Q) I am revising my first novel and am starting to investigate next steps. The word "platform" comes up quite a bit. Can you define this simply? Or suggest how I might define what I have, or how I might achieve it? I am a teacher and have never been published before.
As a writer of nonfiction, I’m going to give it to you straight. You need a huge platform to sell books and get paid speaking engagements. TV & radio appearances—regularly. A column or freelance assignments from major newspapers and national magazines--consistently. And events that attract loads of participants—in the hundreds. Have I frightened you yet? I haven’t meant to, but it is my intention to be brutally honest. Hear this: readers of nonfiction want to hear from experts. They want to know you and trust you before they buy. Publishers know this. So should you.
For fiction, platform takes on a different relevance, but it is relevant nonetheless. Certainly you don’t need to have the same kind of platform—though it certainly won’t hurt if you do. Your platform in this case serves a more indirect role. Do you already have contacts with television producers, radio hosts, and magazine editors? If so, you’ll be more likely to garner media attention for your fiction, though you will have to come up with appropriate pitches. (For example, with Life Without Summer, I’m pitching parenting, marriage and grief angles to get coverage for the novel.) While some may say having platform for fiction is less important, in today’s marketplace you’ll need it--and whatever else you have up your sleeve--to stand out.
Publishing being what it is, a nonfiction author needs to have a national platform related to her book proposal to get a book deal.
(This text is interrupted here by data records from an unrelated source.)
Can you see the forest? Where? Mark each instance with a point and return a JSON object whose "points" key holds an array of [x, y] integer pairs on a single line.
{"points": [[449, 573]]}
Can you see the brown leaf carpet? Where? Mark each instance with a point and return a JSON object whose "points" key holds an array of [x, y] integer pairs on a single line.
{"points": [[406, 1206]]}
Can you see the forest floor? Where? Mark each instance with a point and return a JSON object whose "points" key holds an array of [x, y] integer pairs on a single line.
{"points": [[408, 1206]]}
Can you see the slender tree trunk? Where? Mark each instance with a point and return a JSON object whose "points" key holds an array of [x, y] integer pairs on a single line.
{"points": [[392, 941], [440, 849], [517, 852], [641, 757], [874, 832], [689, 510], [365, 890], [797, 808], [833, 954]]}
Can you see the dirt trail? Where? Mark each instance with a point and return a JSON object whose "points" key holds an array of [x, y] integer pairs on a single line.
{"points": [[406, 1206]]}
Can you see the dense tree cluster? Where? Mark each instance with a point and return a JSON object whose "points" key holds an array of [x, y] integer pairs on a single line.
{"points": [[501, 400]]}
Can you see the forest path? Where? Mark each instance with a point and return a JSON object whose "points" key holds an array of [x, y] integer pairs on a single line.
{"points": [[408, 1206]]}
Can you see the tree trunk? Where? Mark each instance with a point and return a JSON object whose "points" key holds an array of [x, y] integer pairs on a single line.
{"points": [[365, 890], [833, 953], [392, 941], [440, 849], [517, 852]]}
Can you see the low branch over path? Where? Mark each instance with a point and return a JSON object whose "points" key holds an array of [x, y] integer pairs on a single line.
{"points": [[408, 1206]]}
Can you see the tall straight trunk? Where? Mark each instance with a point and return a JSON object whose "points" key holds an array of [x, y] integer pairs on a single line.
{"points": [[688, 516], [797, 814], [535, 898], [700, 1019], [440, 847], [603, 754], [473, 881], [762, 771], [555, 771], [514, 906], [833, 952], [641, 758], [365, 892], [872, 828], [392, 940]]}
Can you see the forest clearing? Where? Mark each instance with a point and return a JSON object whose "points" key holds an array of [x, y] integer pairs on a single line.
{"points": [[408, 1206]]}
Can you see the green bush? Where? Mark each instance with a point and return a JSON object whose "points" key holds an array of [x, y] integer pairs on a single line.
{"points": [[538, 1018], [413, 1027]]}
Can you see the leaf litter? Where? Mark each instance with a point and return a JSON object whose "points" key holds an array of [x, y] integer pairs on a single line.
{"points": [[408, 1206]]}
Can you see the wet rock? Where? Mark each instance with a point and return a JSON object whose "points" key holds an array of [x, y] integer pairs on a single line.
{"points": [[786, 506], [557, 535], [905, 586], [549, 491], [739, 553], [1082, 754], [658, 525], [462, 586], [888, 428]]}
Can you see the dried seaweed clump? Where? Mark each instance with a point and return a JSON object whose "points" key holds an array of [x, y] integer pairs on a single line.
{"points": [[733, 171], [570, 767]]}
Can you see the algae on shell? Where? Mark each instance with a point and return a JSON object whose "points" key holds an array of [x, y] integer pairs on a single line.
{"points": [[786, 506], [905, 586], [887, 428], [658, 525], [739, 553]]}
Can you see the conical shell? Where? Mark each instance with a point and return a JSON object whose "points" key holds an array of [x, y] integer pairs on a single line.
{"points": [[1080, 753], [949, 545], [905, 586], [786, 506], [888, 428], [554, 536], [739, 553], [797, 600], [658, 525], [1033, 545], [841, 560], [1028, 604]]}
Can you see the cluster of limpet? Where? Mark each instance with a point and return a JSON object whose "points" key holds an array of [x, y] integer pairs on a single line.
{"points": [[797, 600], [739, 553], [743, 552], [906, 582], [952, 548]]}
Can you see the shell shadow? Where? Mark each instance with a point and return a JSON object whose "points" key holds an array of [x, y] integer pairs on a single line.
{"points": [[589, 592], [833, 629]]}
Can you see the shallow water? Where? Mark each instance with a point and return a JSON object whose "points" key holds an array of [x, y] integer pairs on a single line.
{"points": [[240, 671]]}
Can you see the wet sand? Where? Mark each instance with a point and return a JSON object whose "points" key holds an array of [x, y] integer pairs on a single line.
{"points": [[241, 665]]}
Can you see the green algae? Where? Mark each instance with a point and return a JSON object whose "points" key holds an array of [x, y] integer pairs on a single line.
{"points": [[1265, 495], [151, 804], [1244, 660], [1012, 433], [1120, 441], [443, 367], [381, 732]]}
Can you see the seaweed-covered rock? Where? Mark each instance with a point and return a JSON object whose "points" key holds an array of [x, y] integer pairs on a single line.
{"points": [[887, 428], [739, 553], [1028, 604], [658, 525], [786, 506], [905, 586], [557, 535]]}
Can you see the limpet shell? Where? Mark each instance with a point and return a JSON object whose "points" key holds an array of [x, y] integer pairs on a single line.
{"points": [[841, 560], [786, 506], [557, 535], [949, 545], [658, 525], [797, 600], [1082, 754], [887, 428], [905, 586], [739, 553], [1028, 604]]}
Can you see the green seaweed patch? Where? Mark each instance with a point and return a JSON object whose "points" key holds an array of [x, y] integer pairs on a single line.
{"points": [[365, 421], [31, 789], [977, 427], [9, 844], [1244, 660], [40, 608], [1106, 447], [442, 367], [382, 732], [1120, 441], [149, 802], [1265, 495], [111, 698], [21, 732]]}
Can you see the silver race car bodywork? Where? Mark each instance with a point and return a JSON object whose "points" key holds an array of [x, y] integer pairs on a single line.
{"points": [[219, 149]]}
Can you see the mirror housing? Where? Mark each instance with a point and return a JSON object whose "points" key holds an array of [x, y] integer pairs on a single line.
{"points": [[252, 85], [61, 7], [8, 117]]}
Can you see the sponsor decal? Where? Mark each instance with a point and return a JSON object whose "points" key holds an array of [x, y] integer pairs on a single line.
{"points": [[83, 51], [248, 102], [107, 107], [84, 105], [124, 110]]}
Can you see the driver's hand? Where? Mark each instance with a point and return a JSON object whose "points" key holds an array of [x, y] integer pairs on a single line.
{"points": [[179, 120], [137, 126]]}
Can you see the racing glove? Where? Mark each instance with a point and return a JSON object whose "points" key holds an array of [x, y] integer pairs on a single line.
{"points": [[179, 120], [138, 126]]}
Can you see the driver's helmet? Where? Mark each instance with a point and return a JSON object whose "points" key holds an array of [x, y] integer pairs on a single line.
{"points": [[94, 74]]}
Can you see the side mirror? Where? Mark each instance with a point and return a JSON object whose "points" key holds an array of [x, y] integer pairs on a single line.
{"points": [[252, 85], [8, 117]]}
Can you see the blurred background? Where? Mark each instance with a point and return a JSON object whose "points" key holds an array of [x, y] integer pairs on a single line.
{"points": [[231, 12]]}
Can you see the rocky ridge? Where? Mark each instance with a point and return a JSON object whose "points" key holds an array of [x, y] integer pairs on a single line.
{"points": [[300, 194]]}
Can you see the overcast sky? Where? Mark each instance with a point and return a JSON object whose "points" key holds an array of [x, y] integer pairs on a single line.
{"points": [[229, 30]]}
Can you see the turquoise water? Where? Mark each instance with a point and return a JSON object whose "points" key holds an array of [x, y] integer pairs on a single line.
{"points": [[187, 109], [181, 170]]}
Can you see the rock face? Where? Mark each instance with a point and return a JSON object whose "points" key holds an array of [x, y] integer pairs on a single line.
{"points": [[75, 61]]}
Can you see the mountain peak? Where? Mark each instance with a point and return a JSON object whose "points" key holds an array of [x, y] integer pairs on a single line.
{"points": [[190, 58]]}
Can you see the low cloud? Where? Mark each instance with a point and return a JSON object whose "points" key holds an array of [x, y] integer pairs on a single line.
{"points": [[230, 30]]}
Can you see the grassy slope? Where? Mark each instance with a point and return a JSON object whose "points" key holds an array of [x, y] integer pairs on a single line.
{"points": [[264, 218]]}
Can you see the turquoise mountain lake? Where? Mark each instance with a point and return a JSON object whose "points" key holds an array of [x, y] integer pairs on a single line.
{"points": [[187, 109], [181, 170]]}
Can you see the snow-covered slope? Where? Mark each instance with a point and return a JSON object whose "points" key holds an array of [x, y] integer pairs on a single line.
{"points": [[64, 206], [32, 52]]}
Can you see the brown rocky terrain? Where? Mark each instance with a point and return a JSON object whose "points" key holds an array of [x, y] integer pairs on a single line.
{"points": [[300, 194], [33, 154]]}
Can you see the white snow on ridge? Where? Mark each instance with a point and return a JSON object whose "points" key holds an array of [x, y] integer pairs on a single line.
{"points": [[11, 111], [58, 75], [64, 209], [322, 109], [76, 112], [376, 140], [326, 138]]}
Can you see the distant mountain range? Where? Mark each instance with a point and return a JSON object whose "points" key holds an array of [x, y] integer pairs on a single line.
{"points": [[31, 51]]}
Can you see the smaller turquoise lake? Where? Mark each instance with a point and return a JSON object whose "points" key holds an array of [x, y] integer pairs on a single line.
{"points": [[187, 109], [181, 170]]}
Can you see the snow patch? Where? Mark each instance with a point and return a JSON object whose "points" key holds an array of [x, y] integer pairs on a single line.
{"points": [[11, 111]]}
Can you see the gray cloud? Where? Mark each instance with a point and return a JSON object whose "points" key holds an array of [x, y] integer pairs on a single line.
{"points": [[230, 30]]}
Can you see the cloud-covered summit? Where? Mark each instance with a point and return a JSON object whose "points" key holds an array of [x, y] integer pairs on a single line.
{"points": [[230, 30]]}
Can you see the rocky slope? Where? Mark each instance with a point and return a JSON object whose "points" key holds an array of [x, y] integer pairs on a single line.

That means if you're writing a cook book, you should probably have your very own show on the Food Network. Bam!
Fiction, well, that's a bit different isn't it? Most everyone will tell you to start building your platform now in order to get a book deal, do something related to your genre -- for literary fiction get an MFA and teach at Iowa -- or publish a magazine article related to your novel's plot -- if it's about a brain surgeon, write about your experience being wide awake on the OR table as neurosurgeons removed that non-malignant tumor.
Personally, I think people need to be more concerned with writing a magnificent story about characters readers will know in their bones. If there's a good backstory about the author coming to write that novel, great, but that's not what will keep up long into the night, reading and falling in love.
Interesting question. When I did a manuscript mart (when an agent reviewed the first twenty pages of my YA WIP), I was surprised when she told me to try to get any bylines I could in publications that deal with autism - my MC's brother has autism. It didn't make a lot of sense to me then and, if I'm honest, it still doesn't make sense now. I am writing fiction, not non-fiction.
Given that platform translates literally into the credentials you stand on as you leap into publishing, it's not too late to add to your credentials, either. Examine newspapers and magazines you enjoy to better understand their style, and pitch or submit articles or essays. Get creative and if you are not already involved with a program or non-profit that might relate to one of your themes or threads, make those connections and create relationships that way.